In [5]:
import os, json, wandb
import torch
import spacy
import numpy as np 
import pandas as pd
import polars as pl
import matplotlib.pyplot as plt
import plotly.express as px
import matplotlib.pyplot as plt
from tqdm.auto import tqdm
from sklearn.feature_extraction.text import TfidfVectorizer, TfidfTransformer, CountVectorizer
from sklearn.metrics import accuracy_score, confusion_matrix
from sklearn.linear_model import LogisticRegression
from sklearn.naive_bayes import MultinomialNB
from sklearn.preprocessing import LabelEncoder
from sentence_transformers import SentenceTransformer
from lightgbm import LGBMClassifier

In [2]:
train = pl.read_csv("train.csv")
test = pl.read_csv("test.csv")

In [3]:
train = train.filter(pl.col("crimeaditionalinfo").is_not_null())
test = test.filter(pl.col("crimeaditionalinfo").is_not_null())

In [4]:
spacy.prefer_gpu()
spacy_nlp = spacy.load("en_core_web_md")
model = SentenceTransformer("all-MiniLM-L6-v2")



In [5]:
train_text = []
for text in tqdm(train["crimeaditionalinfo"]):
    train_text.append(" ".join([d.lemma_ for d in spacy_nlp(text) if not d.is_punct]))
test_text = []
for text in tqdm(test["crimeaditionalinfo"]):
    test_text.append(" ".join([d.lemma_ for d in spacy_nlp(text) if not d.is_punct]))

  0%|          | 0/93665 [00:00<?, ?it/s]

  0%|          | 0/31222 [00:00<?, ?it/s]

In [9]:
train = train.with_columns(pl.col("category").str.to_lowercase(), 
                    pl.col("sub_category").str.to_lowercase().fill_null("NULL"), 
                    pl.col("crimeaditionalinfo").str.to_lowercase().str.strip_chars())
test = test.with_columns(pl.col("category").str.to_lowercase(), 
                    pl.col("sub_category").str.to_lowercase().fill_null("NULL"), 
                    pl.col("crimeaditionalinfo").str.to_lowercase().str.strip_chars())

train = train.with_columns(pl.Series("text", train_text).str.to_lowercase().str.strip_chars())
test = test.with_columns(pl.Series("text", test_text).str.to_lowercase().str.strip_chars())



### For Null text use category = "online financial fraud",  sub_category = "upi related frauds"

In [14]:
train_class = train["category"] + " - " + train["sub_category"]
test_class = test["category"] + " - " + test["sub_category"]

le = LabelEncoder()
x = le.fit_transform(train_class)
train = train.with_columns(pl.Series("label", x))
le.classes_ = np.append(le.classes_, "NULL")

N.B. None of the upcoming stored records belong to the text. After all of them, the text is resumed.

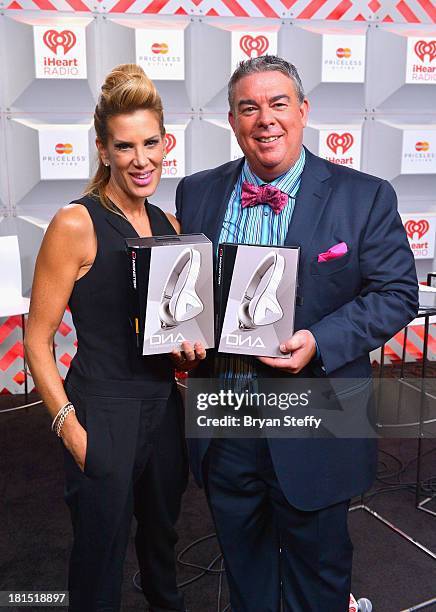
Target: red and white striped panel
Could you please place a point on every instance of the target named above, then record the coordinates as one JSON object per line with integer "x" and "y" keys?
{"x": 11, "y": 350}
{"x": 11, "y": 353}
{"x": 398, "y": 11}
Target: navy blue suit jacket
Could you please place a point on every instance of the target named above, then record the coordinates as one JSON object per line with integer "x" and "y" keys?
{"x": 352, "y": 304}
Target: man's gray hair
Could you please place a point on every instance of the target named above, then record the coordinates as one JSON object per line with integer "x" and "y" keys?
{"x": 265, "y": 63}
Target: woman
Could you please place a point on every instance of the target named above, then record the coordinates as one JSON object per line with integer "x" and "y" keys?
{"x": 118, "y": 414}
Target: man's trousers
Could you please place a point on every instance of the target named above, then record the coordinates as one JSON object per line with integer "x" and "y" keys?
{"x": 275, "y": 555}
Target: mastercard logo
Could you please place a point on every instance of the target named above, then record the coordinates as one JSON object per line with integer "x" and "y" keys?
{"x": 159, "y": 48}
{"x": 341, "y": 53}
{"x": 64, "y": 148}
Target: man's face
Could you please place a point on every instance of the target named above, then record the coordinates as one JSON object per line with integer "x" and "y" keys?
{"x": 268, "y": 122}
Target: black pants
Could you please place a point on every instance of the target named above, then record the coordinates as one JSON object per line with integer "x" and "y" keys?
{"x": 275, "y": 555}
{"x": 135, "y": 464}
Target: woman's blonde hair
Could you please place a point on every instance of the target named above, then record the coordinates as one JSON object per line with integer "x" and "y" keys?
{"x": 126, "y": 89}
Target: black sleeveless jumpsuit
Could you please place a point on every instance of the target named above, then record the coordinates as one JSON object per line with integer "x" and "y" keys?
{"x": 135, "y": 458}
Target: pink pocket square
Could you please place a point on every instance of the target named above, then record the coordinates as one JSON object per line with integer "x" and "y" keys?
{"x": 338, "y": 250}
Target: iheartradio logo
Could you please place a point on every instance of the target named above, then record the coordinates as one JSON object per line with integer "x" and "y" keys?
{"x": 336, "y": 141}
{"x": 170, "y": 142}
{"x": 422, "y": 146}
{"x": 423, "y": 48}
{"x": 64, "y": 148}
{"x": 159, "y": 48}
{"x": 413, "y": 227}
{"x": 54, "y": 39}
{"x": 257, "y": 44}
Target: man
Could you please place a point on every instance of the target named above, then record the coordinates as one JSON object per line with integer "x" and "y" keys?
{"x": 280, "y": 505}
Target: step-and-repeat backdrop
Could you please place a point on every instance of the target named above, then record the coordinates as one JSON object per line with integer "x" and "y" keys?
{"x": 368, "y": 68}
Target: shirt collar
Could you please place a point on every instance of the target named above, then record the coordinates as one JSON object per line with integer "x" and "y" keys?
{"x": 286, "y": 182}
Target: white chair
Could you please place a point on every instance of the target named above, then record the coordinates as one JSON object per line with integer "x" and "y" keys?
{"x": 12, "y": 301}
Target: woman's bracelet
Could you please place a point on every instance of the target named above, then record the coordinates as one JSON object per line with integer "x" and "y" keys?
{"x": 59, "y": 420}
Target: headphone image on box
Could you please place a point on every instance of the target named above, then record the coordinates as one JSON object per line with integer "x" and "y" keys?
{"x": 262, "y": 308}
{"x": 184, "y": 304}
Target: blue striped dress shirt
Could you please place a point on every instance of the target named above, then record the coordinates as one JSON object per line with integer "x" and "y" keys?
{"x": 256, "y": 225}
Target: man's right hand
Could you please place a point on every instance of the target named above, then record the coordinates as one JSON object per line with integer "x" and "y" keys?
{"x": 75, "y": 438}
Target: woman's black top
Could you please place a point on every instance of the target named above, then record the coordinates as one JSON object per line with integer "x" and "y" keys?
{"x": 106, "y": 354}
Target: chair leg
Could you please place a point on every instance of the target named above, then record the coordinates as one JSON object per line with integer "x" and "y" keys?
{"x": 26, "y": 391}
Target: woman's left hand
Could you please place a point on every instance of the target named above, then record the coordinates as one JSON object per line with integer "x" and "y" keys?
{"x": 189, "y": 357}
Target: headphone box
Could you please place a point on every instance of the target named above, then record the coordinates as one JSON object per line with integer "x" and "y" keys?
{"x": 171, "y": 280}
{"x": 257, "y": 288}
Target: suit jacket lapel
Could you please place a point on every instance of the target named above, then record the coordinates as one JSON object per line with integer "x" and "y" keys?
{"x": 311, "y": 200}
{"x": 216, "y": 200}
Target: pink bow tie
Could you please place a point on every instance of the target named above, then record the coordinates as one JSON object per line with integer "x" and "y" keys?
{"x": 264, "y": 194}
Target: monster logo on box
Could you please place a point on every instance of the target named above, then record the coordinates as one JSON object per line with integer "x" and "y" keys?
{"x": 172, "y": 291}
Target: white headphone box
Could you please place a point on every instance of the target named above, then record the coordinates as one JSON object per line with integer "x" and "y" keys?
{"x": 172, "y": 291}
{"x": 257, "y": 288}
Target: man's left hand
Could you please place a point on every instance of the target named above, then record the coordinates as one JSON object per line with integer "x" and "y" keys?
{"x": 189, "y": 357}
{"x": 302, "y": 348}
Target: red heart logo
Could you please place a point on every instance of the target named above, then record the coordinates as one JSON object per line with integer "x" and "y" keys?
{"x": 170, "y": 142}
{"x": 413, "y": 227}
{"x": 423, "y": 48}
{"x": 334, "y": 141}
{"x": 54, "y": 39}
{"x": 259, "y": 44}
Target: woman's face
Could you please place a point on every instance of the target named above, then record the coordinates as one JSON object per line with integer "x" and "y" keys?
{"x": 134, "y": 150}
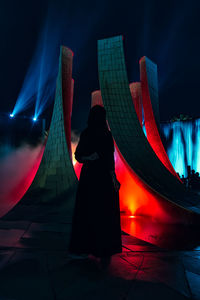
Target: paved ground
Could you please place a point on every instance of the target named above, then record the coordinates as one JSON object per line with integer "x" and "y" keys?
{"x": 34, "y": 264}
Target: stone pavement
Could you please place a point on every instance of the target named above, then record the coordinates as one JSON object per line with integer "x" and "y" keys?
{"x": 34, "y": 264}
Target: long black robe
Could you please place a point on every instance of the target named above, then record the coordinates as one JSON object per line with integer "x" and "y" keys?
{"x": 96, "y": 223}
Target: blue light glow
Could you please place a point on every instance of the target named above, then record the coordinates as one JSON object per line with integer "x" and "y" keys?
{"x": 40, "y": 80}
{"x": 183, "y": 144}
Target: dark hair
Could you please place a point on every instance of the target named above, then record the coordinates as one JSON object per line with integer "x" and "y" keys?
{"x": 97, "y": 118}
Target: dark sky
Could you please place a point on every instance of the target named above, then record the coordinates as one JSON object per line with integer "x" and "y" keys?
{"x": 168, "y": 32}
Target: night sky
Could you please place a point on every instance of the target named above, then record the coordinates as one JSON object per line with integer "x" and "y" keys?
{"x": 167, "y": 32}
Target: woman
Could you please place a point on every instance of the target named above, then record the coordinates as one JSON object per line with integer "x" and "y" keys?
{"x": 96, "y": 222}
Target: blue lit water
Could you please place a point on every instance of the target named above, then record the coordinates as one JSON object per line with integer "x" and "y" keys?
{"x": 182, "y": 143}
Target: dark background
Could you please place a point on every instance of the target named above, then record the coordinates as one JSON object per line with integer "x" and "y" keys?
{"x": 168, "y": 32}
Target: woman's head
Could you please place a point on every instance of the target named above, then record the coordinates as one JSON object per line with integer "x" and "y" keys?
{"x": 97, "y": 117}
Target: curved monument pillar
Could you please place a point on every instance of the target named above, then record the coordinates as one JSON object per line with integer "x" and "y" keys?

x = le.transform(["NULL" if x not in le.classes_ else x for x in test_class])
test = test.with_columns(pl.Series("label", x))

In [17]:
train.write_csv("train_cleaned.csv")
test.write_csv("test_cleaned.csv")

In [2]:
train = pl.read_csv("train_cleaned.csv")
test = pl.read_csv("test_cleaned.csv")

In [3]:

tf_idf = TfidfVectorizer()
train_tf = tf_idf.fit_transform(train["text"])
test_tf = tf_idf.transform(test["text"])

In [4]:
model = SentenceTransformer("all-MiniLM-L6-v2")
train_emb = model.encode(train["text"].to_list(), batch_size=128, show_progress_bar=True, device="cuda")
test_emb = model.encode(test["text"].to_list(), batch_size=128, show_progress_bar=True, device="cuda")

Batches:   0%|          | 0/732 [00:00<?, ?it/s]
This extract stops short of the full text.